Birth Day
- Weary, the narrator returns home. She goes to her room and lies down but is too fatigued and overwrought to sleep. Too tired to think about her own story, she thinks about Moira's.
- The narrator has pieced it together from different people's accounts—Alma, Dolores, Janine, and Aunt Lydia.
- The narrator imagines how the information initially came out, which was when Aunt Lydia took Janine into her office and confided in her. The narrator didn't like Janine much, but she was still an ally on some level.
- Aunt Lydia would have told Janine that Moira had escaped.
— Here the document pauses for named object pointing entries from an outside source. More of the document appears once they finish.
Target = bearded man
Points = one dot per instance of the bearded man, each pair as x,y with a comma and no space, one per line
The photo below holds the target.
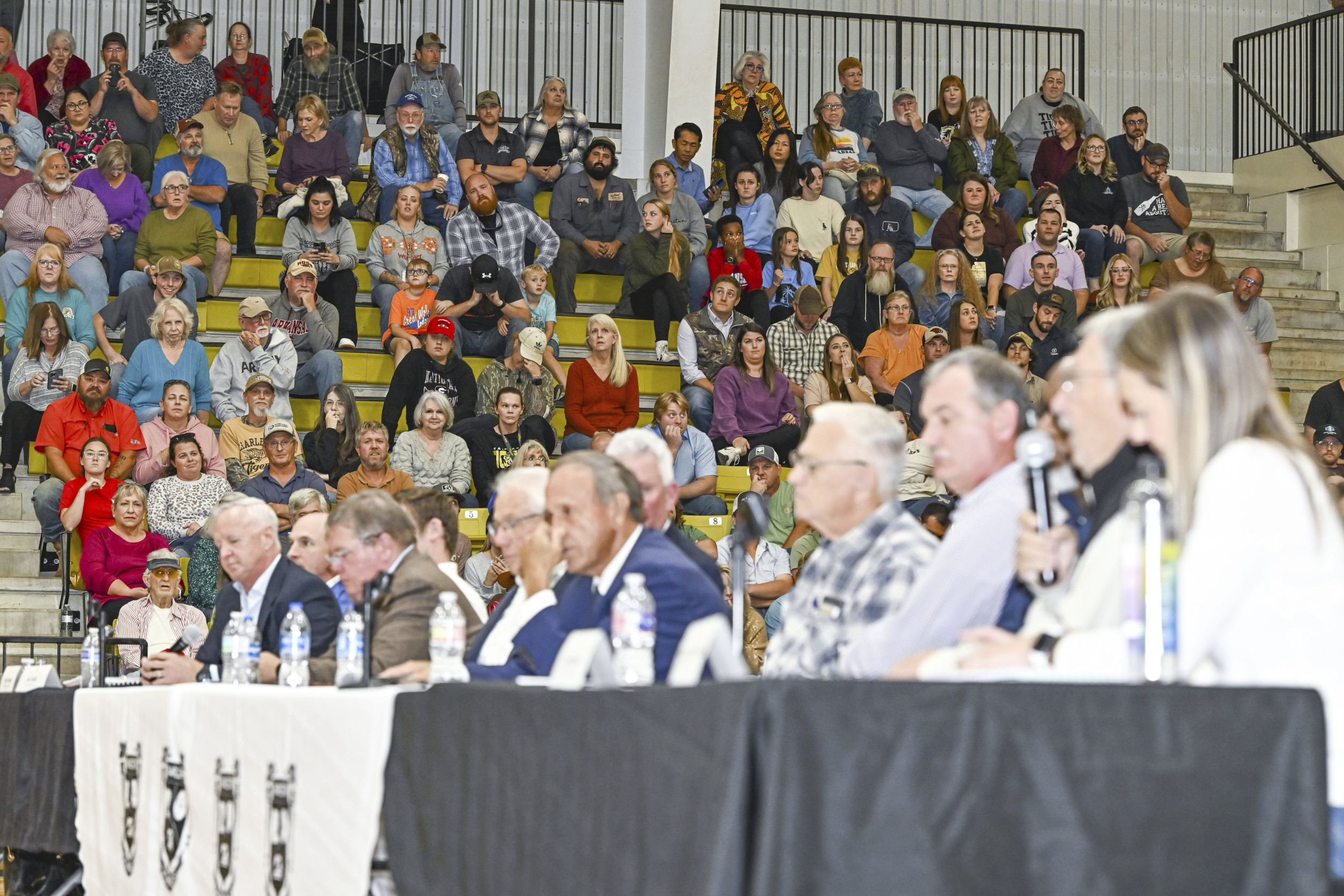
596,217
498,230
53,210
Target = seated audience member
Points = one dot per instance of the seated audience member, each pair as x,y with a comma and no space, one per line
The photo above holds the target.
838,149
753,404
838,379
251,554
842,260
604,389
113,558
1257,315
374,472
910,390
72,421
975,195
1159,210
1058,154
181,501
1128,147
131,103
858,311
318,234
181,232
208,190
124,197
491,151
705,342
53,203
1070,276
485,305
260,348
694,465
974,410
753,207
133,310
166,356
593,213
431,454
910,156
176,418
235,140
1033,120
324,73
434,367
318,152
979,147
405,156
557,138
1092,189
498,229
1022,353
159,617
1197,265
44,371
874,551
373,534
897,350
797,343
657,276
47,283
283,475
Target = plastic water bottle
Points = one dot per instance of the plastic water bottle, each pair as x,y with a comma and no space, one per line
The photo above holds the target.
295,634
633,633
447,641
350,650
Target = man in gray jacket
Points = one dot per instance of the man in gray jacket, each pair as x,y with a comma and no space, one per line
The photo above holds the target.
1034,119
311,323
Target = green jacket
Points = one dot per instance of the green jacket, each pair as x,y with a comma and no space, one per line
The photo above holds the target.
961,162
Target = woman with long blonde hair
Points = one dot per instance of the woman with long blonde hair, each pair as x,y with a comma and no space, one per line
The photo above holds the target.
603,394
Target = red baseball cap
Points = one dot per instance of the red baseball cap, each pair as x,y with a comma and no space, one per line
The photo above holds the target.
442,326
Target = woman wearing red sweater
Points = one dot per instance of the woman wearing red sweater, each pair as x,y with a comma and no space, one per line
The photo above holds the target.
603,393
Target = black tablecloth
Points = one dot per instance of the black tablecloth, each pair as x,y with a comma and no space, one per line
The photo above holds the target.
848,789
38,771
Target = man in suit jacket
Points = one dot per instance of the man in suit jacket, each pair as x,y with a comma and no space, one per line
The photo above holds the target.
265,583
369,534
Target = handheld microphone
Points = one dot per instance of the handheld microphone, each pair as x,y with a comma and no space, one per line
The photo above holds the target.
190,636
1036,451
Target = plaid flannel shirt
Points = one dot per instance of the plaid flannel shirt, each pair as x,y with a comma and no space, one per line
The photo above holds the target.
847,586
467,240
338,88
571,128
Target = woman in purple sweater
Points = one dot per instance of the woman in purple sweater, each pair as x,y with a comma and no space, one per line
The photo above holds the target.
753,402
124,198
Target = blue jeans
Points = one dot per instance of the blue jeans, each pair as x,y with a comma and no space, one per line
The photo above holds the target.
702,406
931,203
87,273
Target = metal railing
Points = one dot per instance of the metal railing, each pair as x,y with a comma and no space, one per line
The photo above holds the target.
1002,62
1288,85
507,46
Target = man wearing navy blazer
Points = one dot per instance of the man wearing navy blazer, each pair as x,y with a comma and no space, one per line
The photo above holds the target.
265,583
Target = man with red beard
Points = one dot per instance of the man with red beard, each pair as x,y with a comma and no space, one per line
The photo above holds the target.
499,230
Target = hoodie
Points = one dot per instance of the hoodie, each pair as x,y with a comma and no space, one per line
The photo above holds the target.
276,358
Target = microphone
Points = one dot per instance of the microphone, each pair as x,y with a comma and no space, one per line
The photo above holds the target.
1036,451
190,636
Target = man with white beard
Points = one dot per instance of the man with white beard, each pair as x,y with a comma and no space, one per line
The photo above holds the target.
53,210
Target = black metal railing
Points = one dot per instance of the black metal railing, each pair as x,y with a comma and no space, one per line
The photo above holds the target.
1002,62
1288,80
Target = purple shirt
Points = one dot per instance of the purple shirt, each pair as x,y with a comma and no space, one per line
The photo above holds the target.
744,406
125,205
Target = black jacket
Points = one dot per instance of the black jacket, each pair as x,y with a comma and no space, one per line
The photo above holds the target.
289,583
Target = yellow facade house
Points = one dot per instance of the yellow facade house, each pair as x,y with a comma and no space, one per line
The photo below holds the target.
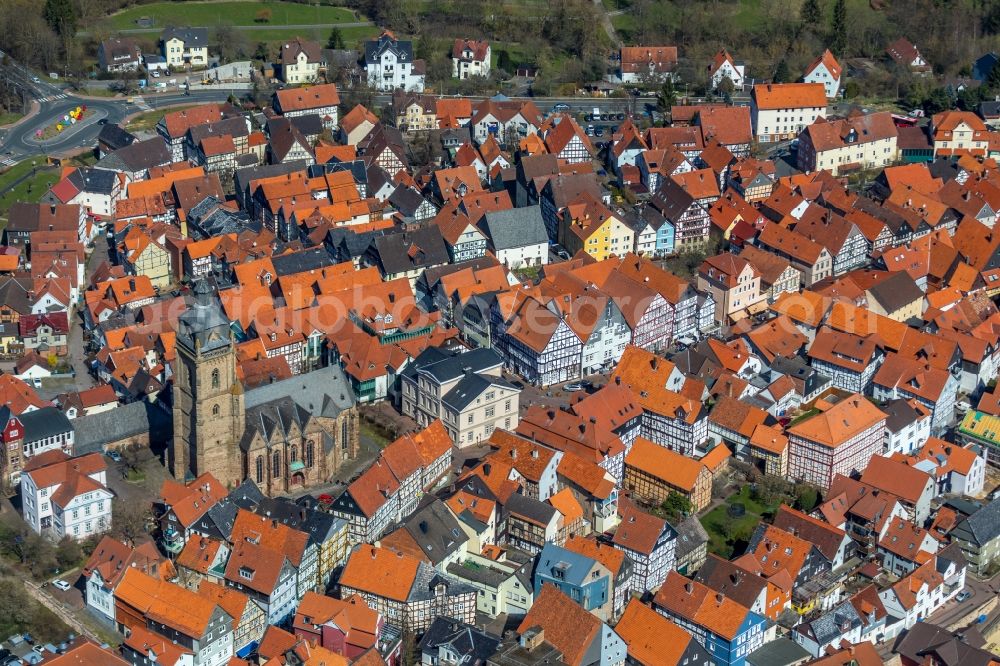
588,225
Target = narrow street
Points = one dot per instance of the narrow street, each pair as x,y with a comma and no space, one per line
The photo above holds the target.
64,615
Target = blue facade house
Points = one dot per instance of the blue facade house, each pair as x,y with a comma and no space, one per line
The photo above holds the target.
584,580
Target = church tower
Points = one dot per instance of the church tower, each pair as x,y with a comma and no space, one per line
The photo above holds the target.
208,398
- Moira had asked for a bathroom break. She called out to Aunt Elizabeth, who was on guard, that the toilet was overflowing.
- When Aunt Elizabeth came in and went to take a look, Moira threatened her with a weapon she'd made out of part of the toilet, forcing her to give up her weapons and go downstairs into the furnace room. There, Moira changed clothes with Aunt Elizabeth, gagged her, and tied her up. Dressed as an Aunt, Moira walked out of the building and out into the world unchallenged.
- The narrator makes up an interchange in which Moira told Aunt Elizabeth to be grateful that she hadn't killed or tortured her before walking out.
- Aunt Lydia asked Janine to report on any possible news, and while none of the other women really trusted Janine, they were grateful for the news she gave them about Moira.
- Janine probably told Dolores, who told someone else.
- The narrator and other women at the Center became envious and scared of Moira, but they also lived vicariously through her. They worried she would be captured and punished, but as of this point in the story, the narrator hasn't heard anything about her showing up again.